Preventive Hemlibra for hemophilia A infants favored by HTC directors
NBDF advisory council favors treatment's use in children under 12 months
Nearly all medical directors at hemophilia treatment centers in the U.S. said they would consider starting preventive Hemlibra (emicizumab-KXWH) in untreated infants with hemophilia A, ages 12 months and younger, a survey study reports.
Most respondents also said they’d transition from FVIII replacement therapies, used on-demand to treat early bleeds, to Hemlibra as a routine preventive agent. Preventing brain bleeds was the most common reason for starting Hemlibra early, according to the survey, details of which were reported in “Emicizumab use in infancy: A survey of United States Pediatric Hemophilia Treatment Center Medical Directors” and published in Haemophilia.
Hemlibra is an antibody-based therapy approved for people with hemophilia A, a bleeding disorder caused by the lack or malfunction of the blood clotting protein factor VIII (FVIII). Given as an injection under the skin, or subcutaneously, it mimics the action of FVIII to prevent or reduce bleeds. It can be used in patients with or without inhibitors, that is, neutralizing antibodies against FVIII that can develop with standard FVIII replacement therapies and render them ineffective.
While Hemlibra is approved for patients of all ages, few clinical trials have included infants 12 months and younger. Last year, interim results from the HAVEN 7 (NCT04431726) Phase 3 clinical trial called suggested preventive treatment with Hemlibra safely controlled bleeds in infants under 12 months with severe hemophilia A without inhibitors. The Medical and Scientific Advisory Council (MASAC) of the National Bleeding Disorders Foundation (NBDF) has supported using Hemlibra prophylaxis in this age group despite there being little data on its use in infants.
Exploring why preventive Hemlibra is right for infants
Here, researchers in Texas and Ohio surveyed pediatric medical directors of hemophilia treatment centers (HTCs) in the U.S. to better understand the reasons for starting Hemlibra prophylaxis in infants. The survey was based on two patient scenarios with multiple-choice questions and comment options.
The first scenario involved a 9-month-old boy with severe hemophilia A who’d never had a bleeding event nor received FVIII replacement therapy. The second was about a 3-month-old boy with severe disease who’d been treated over three weeks for a spontaneous brain bleed. In both scenarios, the parents wanted to discuss future care.
Most of the 32 surveys were completed by respondents with more than 15 years of experience caring for hemophilia A patients and represented hemophilia treatment centers with more than 250 patients.
For case 1, 31 (96.9%) respondents said they would consider starting Hemlibra prophylaxis in infants with no or minimal treatment history, and 45.2% said they’d consider starting it in infants as young as a week, while 96.9% said they’d wait until age 6 months.
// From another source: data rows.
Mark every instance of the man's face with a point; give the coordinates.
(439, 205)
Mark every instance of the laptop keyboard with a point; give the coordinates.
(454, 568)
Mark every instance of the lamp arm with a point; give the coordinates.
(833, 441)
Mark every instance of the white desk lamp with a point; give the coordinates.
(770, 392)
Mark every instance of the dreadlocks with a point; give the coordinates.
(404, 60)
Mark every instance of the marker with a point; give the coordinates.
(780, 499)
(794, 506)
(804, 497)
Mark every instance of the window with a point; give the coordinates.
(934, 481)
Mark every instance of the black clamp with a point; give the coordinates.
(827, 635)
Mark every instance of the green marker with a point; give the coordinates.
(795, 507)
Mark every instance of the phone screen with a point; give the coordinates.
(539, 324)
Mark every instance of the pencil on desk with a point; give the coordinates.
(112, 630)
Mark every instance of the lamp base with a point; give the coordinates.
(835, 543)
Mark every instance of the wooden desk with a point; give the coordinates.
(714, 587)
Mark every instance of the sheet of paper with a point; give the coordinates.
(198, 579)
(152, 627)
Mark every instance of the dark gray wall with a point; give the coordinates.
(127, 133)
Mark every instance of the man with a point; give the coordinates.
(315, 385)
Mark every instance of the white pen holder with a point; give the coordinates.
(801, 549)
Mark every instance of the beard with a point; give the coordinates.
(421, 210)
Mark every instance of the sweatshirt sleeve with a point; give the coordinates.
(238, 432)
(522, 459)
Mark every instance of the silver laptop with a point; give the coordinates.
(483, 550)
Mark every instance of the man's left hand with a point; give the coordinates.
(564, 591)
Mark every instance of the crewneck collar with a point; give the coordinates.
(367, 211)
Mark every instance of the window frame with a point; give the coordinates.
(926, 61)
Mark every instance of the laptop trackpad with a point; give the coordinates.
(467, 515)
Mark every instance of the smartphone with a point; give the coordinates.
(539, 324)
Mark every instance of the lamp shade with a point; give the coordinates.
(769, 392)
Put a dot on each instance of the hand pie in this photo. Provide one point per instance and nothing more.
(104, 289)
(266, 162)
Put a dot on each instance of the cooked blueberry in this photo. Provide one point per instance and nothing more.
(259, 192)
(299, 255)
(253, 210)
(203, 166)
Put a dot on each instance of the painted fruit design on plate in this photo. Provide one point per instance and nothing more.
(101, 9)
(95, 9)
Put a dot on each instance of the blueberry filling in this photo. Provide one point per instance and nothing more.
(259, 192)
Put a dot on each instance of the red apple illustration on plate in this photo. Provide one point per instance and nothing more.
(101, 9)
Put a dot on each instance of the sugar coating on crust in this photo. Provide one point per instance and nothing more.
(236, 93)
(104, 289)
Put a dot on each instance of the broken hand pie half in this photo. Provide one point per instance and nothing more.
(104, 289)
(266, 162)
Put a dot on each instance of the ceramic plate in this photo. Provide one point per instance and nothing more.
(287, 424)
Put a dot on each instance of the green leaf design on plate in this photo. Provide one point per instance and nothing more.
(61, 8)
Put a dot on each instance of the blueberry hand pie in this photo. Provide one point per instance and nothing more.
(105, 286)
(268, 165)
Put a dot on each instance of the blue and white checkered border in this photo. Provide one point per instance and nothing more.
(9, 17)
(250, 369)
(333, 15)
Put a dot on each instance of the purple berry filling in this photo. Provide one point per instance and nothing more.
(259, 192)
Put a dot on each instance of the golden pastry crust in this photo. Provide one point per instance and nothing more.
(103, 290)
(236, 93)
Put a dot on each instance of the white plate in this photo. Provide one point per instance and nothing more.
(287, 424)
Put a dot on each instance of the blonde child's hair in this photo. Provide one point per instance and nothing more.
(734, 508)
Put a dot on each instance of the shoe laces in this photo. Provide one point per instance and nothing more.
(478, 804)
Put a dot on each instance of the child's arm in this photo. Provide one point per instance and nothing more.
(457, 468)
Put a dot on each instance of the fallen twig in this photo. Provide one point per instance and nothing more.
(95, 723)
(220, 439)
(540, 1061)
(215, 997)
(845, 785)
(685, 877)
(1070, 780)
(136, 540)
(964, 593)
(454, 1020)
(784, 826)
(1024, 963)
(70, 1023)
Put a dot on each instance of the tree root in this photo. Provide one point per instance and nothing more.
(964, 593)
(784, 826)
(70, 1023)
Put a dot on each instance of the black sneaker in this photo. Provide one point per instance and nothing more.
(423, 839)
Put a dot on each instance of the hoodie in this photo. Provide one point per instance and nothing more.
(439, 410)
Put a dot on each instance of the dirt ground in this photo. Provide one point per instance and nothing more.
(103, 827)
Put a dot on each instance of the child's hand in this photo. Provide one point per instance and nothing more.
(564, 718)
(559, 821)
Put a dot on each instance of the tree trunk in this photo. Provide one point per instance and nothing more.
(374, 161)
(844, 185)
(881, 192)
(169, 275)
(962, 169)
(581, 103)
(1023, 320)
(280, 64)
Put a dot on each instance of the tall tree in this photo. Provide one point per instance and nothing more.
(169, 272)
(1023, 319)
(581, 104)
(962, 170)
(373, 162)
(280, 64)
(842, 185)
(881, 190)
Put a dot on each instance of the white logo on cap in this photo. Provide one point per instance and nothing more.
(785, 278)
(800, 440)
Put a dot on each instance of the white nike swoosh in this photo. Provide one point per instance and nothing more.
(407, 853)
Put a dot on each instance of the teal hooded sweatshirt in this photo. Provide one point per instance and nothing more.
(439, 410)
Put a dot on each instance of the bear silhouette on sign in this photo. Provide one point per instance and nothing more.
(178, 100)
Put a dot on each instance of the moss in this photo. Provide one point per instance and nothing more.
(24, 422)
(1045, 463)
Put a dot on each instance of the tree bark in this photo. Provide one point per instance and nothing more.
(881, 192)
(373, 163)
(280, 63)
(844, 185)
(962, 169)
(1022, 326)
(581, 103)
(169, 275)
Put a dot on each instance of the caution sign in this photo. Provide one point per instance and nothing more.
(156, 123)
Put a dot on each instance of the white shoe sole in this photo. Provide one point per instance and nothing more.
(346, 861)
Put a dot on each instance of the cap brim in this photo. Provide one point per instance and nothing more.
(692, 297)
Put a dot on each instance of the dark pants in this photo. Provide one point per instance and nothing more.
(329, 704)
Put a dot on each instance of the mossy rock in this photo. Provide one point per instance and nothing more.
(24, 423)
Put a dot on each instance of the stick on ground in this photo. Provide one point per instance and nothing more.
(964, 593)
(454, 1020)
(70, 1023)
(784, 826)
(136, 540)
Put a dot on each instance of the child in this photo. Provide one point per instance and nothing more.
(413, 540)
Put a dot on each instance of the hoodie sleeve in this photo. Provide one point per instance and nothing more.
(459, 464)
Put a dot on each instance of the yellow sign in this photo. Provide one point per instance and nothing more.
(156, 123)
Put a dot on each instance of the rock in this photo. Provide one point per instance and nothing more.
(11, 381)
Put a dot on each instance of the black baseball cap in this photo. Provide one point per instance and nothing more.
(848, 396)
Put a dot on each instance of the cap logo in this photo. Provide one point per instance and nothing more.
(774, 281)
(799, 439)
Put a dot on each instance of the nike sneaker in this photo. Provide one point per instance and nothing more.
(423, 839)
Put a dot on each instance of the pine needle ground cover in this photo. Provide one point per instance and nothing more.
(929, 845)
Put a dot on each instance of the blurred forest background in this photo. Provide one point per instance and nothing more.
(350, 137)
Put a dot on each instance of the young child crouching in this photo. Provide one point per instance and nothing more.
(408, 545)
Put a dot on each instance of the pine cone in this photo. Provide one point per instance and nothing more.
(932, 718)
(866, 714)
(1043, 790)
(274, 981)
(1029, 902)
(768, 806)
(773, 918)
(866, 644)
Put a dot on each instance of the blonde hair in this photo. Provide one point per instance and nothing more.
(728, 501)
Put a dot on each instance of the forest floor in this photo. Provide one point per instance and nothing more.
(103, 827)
The most common reason for starting Hemlibra was to prevent brain bleeds (53.1%), followed by to avoid placing a tube, or central line, into a vein for treatment (21.9%).
All but one (96.9%) said they didn’t wait a minimum number of days on FVIII replacement therapies before starting Hemlibra. Moreover, nearly all (90.6%) said they did not regularly use FVIII concentrates in infants on Hemlibra until 50 days of exposure. About half (46.8%) said they would obtain FVIII inhibitor testing after FVIII treatment.
In the second case, 31 (96.9%) said they would transition to Hemlibra as a prophylactic agent in infants who’d been given FVIII replacement treatment for a brain bleed. Hemlibra was reported to be routinely used by six respondents (27.3%) and on a case-by-case basis by nine (40.9%) in patients with moderate hemophilia.
The comments by the participants showed a varied approach among the medical directors about initiating Hemlibra initiation in infants. Common differences emerged regarding FVIII treatment before Hemlibra to detect inhibitor risk or to promote immune tolerance to FVIII.
“We don’t require low-dose structured FVIII exposure but strongly encourage it,” one respondent said, while another said infants tended to be exposed to FVIII for 10 days “before starting [Hemlibra] regardless of bleeding.”
“Over the past year, we have had [six] new infants with severe hemophilia A, all have chosen to begin on prophylaxis with [Hemlibra], beginning at about 7-8 months of age,” another said.
Regardless, preventing spontaneous brain bleeds outweighed these concerns, the researchers said.
Lastly, many directors said it was important to share the decision-making process with families because of the factors that influence care.
“The majority of U.S. HTC Medical Directors would consider [Hemlibra] as prophylaxis in infants with hemophilia A under 12 months of age for a variety of reasons,” wrote the researchers, who favored research that would explore reasons for delaying Hemlibra.